Various – Multiverse 2004-2009 review

An expansive and highly influential musical anthology of UK bass music from Bristol based studio and production company, Multiverse Music, as they explore the sonic spectrum between 2004-9 and bring us this comprehensive compilation on the Tectonic imprint. Steeped in dubstep’s past, present and future, Multiverse has given rise to some of the scene’s biggest names (think Bristol bods Joker, Pinch, Guido, Gemmy, Ginz et al) as well as acting as the parent company to a number of key labels in the dubstep-cum-grime-cum-experimental techno scene, including Kapsize, Tectonic, Ear Wax, Caravan and Sub Text.

The compilation kicks off with bold and sagacious intent, flitting from Vex’d’s 2004 classic, the dark, gritty, industrial-sounding “Lion”, and referencing the sounds of Bristol’s early and flourishing dubstep scene, with tracks from way back in 2005 – take Skream & Loefah’s “28 Grams” and Pinch & P Dutty’s debut release on Tectonic “War Dub”, for example. SNO’s siren-touting “Disturbance” provides some respite, with gorgeously rounded beats and jungle flavours, before Skream’s 2006 synth-led, rolling release, “Bahl Fwd” tunes in to a more tripped out, contemplative vibe. Joker gets a good look in with his early grime-y, instrumental piece, “Stuck In The System” (2007), his collab with Ginz, the gloriously aubergine soaked sounds of ubiquitous 2009 Kapsize anthem, “Purple City” and finally “Psychedelic Runway”, which crops up towards the end.

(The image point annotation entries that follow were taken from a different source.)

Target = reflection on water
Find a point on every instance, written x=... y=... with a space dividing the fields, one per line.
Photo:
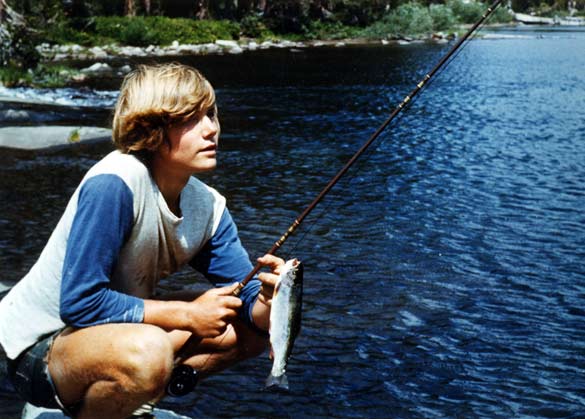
x=444 y=275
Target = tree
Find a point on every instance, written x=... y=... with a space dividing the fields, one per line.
x=129 y=8
x=16 y=46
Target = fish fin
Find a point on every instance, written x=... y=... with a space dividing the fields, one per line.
x=280 y=381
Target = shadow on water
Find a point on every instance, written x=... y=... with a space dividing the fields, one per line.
x=444 y=275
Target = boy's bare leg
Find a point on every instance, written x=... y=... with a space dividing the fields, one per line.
x=113 y=369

Keeping things varied, The Body Snatchers add in the Benga-style laddish humour with “Big Ass, Mini Skirt”, before a sharp change as an upbeat vocal-led cut from ’09, Pinch’s “Get Up” featuring Yolanda gets the remix treatment from RSD. Then we have the bounce of Baobinga & ID’s “Tongue Riddim”, via Vex’d’s pared down “Pop Pop”, Loefah’s “System” and October’s tropical techno/dubstep crossover “Three Drops” – a stunning track. The flavours keep a-changing, as we approach the end of the album, finishing up with the murmuring, subterranean growling of Emptyset’s “Demiean”. Once again showing the immense versatility of the preconceived, oft wrongly pigeon holed ‘dubstep’ genre, the Multiverse 2004-2009 compilation is one to hold and to cherish for years to come.